HOA and FRES tendered the defense of the Beadle action to State Farm under HOA's condominium/association policy. The policy included a comprehensive business liability (Coverage L) provision and an optional directors and officers liability (Option DO) provision. Under Coverage L, State Farm agreed to "pay those sums that the insured becomes legally obligated to pay as damages because of bodily injury, property damage, personal injury or advertising injury to which" the policy applied. Coverage L obligated State Farm "to defend any claim or suit seeking damages payable under [the] policy even though the allegations of the suit may be groundless, false, or fraudulent." Under Option DO, State Farm agreed to "pay those sums that the insured becomes legally obligated to pay as damages because of ‘wrongful acts’ committed by an insured solely in the conduct of their management responsibilities for the Condominium/Association."

Mark Hattersley, a State Farm duty to defend claim representative, reviewed HOA and FRES's claim. He reviewed the Beadle complaint and spoke with Machen and Natalie Vance, counsel for HOA, FRES and Allied Trustee Services. Vance informed Hattersley that Beadle's property had been sold, but the trial court could set the sale aside. Hattersley shared his opinion that it was likely State Farm would deny the tender of defense by HOA and FRES, but he invited Vance to let him know of any new information. Hattersley prepared a coverage memo, summarizing Beadle's allegations and concluding that there was no potential coverage under Coverage L and Option DO.

Hattersley was not aware of a dispute about whether FRES was an additional insured under HOA's policy. State Farm did not offer a policy that included a property manager under Option DO of a condominium policy. Nevertheless, Hattersley testified it would not have made a difference in the first Beadle lawsuit if FRES was an insured under Option DO because there was no claim for damages that was covered under that provision.

State Farm denied HOA and FRES's tender of defense. Its denial letter asked HOA and FRES to provide State Farm with any additional information regarding the lawsuit, but Hattersley did not receive any further information from HOA or FRES. The Beadle lawsuit concluded after the trial court sustained demurrers to the complaint without leave to amend.

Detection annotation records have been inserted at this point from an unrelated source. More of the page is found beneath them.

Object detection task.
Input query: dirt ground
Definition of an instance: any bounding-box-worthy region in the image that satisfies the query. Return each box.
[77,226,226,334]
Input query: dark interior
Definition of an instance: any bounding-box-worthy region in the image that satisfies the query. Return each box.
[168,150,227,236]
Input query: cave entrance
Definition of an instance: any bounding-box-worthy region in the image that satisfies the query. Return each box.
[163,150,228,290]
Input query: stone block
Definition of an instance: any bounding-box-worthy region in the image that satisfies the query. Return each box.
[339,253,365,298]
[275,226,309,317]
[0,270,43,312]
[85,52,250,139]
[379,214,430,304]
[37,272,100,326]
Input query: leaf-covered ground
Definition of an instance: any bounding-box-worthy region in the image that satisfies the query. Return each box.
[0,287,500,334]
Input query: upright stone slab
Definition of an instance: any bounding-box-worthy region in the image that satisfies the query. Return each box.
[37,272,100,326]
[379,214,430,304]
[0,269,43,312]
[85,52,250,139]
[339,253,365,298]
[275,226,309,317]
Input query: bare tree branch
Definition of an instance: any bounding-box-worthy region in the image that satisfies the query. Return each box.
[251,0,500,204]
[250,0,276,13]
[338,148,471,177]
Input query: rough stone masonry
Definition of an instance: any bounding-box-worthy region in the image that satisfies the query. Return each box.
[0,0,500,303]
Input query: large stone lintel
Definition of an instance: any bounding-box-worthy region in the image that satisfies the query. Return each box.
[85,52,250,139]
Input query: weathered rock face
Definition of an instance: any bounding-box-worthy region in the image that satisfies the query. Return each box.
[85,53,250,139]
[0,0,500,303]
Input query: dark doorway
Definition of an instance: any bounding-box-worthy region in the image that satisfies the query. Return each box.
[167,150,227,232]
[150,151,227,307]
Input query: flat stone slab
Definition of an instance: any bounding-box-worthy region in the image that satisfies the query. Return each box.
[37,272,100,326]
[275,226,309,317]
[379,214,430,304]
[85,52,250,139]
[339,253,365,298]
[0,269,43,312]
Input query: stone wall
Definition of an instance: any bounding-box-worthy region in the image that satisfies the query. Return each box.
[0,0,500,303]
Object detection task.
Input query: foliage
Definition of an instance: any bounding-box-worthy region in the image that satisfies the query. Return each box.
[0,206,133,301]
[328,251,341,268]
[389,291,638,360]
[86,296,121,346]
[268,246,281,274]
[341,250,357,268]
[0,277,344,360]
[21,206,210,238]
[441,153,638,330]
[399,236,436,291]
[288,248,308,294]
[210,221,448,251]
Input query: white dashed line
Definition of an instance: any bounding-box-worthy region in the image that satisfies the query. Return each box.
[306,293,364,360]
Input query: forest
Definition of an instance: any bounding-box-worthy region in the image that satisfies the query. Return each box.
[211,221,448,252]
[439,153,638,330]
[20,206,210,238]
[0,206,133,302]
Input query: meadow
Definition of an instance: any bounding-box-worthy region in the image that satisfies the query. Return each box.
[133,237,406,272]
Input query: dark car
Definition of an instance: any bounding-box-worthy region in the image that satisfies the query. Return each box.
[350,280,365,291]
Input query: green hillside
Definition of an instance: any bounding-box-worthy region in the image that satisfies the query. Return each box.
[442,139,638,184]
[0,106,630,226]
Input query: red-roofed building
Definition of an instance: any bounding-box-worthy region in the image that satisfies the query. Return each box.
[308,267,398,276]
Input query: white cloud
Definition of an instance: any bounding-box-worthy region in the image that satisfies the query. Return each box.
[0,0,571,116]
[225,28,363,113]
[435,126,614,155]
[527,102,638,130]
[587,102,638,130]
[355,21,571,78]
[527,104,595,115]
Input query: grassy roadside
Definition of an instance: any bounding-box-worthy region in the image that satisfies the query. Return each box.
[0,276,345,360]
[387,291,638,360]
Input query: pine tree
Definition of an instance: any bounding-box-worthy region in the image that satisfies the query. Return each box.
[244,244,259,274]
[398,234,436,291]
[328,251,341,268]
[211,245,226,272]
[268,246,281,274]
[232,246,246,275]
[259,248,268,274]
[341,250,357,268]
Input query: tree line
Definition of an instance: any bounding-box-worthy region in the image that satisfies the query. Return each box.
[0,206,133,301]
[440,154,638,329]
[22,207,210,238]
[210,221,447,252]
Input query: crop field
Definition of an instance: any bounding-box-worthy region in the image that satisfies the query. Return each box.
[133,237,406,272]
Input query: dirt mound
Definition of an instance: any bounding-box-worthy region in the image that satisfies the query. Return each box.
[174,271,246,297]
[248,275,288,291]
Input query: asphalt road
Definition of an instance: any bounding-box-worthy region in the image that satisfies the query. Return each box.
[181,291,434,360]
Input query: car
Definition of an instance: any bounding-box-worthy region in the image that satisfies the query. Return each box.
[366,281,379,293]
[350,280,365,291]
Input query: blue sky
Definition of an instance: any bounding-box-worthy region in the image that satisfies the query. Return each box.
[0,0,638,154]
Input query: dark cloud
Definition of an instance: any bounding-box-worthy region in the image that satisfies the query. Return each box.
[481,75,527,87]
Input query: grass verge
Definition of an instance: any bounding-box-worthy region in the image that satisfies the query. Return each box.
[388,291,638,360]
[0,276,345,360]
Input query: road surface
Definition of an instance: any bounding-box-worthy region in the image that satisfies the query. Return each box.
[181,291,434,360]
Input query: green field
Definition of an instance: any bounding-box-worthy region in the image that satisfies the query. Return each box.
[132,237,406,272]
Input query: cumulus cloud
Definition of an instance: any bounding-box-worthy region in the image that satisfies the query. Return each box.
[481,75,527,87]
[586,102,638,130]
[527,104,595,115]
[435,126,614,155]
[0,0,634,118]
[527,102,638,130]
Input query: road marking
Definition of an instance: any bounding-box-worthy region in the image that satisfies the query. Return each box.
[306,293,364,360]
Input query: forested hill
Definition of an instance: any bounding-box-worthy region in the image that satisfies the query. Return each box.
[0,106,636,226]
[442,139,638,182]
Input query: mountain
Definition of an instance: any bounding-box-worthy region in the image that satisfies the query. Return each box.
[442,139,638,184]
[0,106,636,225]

Beadle filed a complaint against HOA, FRES, Allied Trustee Services and Sutter Capital Group, LP on May 5, 2014, to set aside a foreclosure sale, cancel the trustee's deed and quiet title, and for an accounting and injunctive relief against an unlawful detainer action filed by Sutter Capital Group, LP against Beadle. The complaint alleged that Allied Trustee Services caused Beadle's property to be sold at auction and that Sutter Capital Group, LP purchased the property and obtained a trustee's deed upon sale. Beadle claimed the assessments against her were improper and the trustee's deed upon sale was wrongfully executed. She sought an order restoring possession of her property and damages. HOA and FRES tendered the defense of the second Beadle lawsuit to State Farm under HOA's policy. Hattersley reviewed that claim. He spoke with HOA's attorney Rod Baydaline regarding the matter. Hattersley told Baydaline it appeared the Beadle complaint did not seek bodily injury, property damage, personal injury or advertising injury damages under Coverage L, but there may be coverage under Option DO triggering a duty to defend. He also said it was unlikely FRES would qualify as an insured under Option DO. Hattersley prepared a detailed summary of the complaint and a coverage memoranda with his recommendations.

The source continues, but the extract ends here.